The Centers for Disease Control and Prevention (CDC) is applauding Florida’s crackdown on “pill mills” in its most recent Vital Signs report.
It suggests other states could learn from Florida -- a reverse of what public health officials were saying five years ago, as the Tampa Bay Times reports. Deaths from prescription drug overdoses have dropped 23 percent in the state.
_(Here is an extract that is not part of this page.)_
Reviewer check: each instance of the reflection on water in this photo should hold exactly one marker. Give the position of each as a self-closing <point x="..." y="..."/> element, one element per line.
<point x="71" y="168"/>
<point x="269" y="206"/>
From 2003 to 2009, drug overdose deaths in Florida increased 61 percent and an average of seven people died from prescription overdoses per day. At their peak, 98 of the 100 doctors who dispensed the highest quantity of oxycodone in the nation directly from their offices were in Florida. Buyers from other states, called “narco tourists”, came to Florida just to spend thousands on prescriptions.
However, beginning in 2010, the state set up a prescription-drug database that doctors and pharmacists could check before prescribing or filling prescriptions for narcotics, to make sure the patient was legitimate. Local and state police collaborated on clinic raids, and at least 250 were closed. Last year, none of the nation’s top 100 oxycodone prescribers were in Florida.
Since these changes, the CDC report indicates that the rate of prescription drug overdoses has fallen to its lowest level since 2007. The report said that deaths from oxycodone, methadone and hydrocodone have all decreased, according to the Times.